Violation de l'Office of Personnel Management des États-Unis
Des opérateurs étatiques chinois ont exfiltré les formulaires d'enquête de sécurité (SF-86) de 21,5 millions d'employés et de prestataires fédéraux américains — l'incident cyber le plus dommageable en termes de perte de renseignement de l'histoire du gouvernement américain.
- Victime
- U.S. Office of Personnel Management (OPM)
- Perte
- $350.0M
- données
- 21.5M
- utilisateurs
- 21.5M
À la mi-2014, des opérateurs étatiques chinois — l'attribution publique la plus citée pointe vers le ministère de la Sécurité d'État (MSS) — ont établi un accès persistant à l'Office of Personnel Management (OPM) des États-Unis, l'agence fédérale des ressources humaines qui traite les enquêtes de sécurité de chaque employé et prestataire du gouvernement américain sollicitant une habilitation de sécurité. Au cours de l'année suivante, ils ont exfiltré :
- Les dossiers de personnels de 4,2 millions d'employés fédéraux actuels et anciens (divulgation de juin 2015)

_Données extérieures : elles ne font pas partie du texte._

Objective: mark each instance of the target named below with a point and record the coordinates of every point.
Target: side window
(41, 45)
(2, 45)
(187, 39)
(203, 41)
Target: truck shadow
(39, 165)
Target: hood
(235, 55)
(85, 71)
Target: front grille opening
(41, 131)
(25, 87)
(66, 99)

- Les dossiers d'enquêtes de sécurité (formulaires SF-86) de 21,5 millions d'individus, incluant les employés eux-mêmes, leurs conjoints, membres de leur famille et personnes de référence (extension de juillet 2015)

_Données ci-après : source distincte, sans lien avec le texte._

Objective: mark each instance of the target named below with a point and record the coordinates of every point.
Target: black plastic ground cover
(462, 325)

- Les empreintes digitales de 5,6 millions d'individus
Cet incident est largement considéré comme le plus dommageable en termes de perte de renseignement de l'histoire du gouvernement américain, surpassant même les révélations Snowden quant à l'impact à long terme sur les opérations de renseignement humain des États-Unis.
Ce qui a été dérobé
Le SF-86 (« Questionnaire for National Security Positions ») est un formulaire de 127 pages rempli par chaque employé ou prestataire fédéral américain candidat à une habilitation de sécurité. Il demande chaque lieu où le candidat a vécu, chaque emploi, chaque contact étranger, chaque voyage à l'étranger, chaque consommation de drogue, chaque traitement de santé mentale, chaque difficulté financière, chaque membre de la famille — remontant sur des décennies.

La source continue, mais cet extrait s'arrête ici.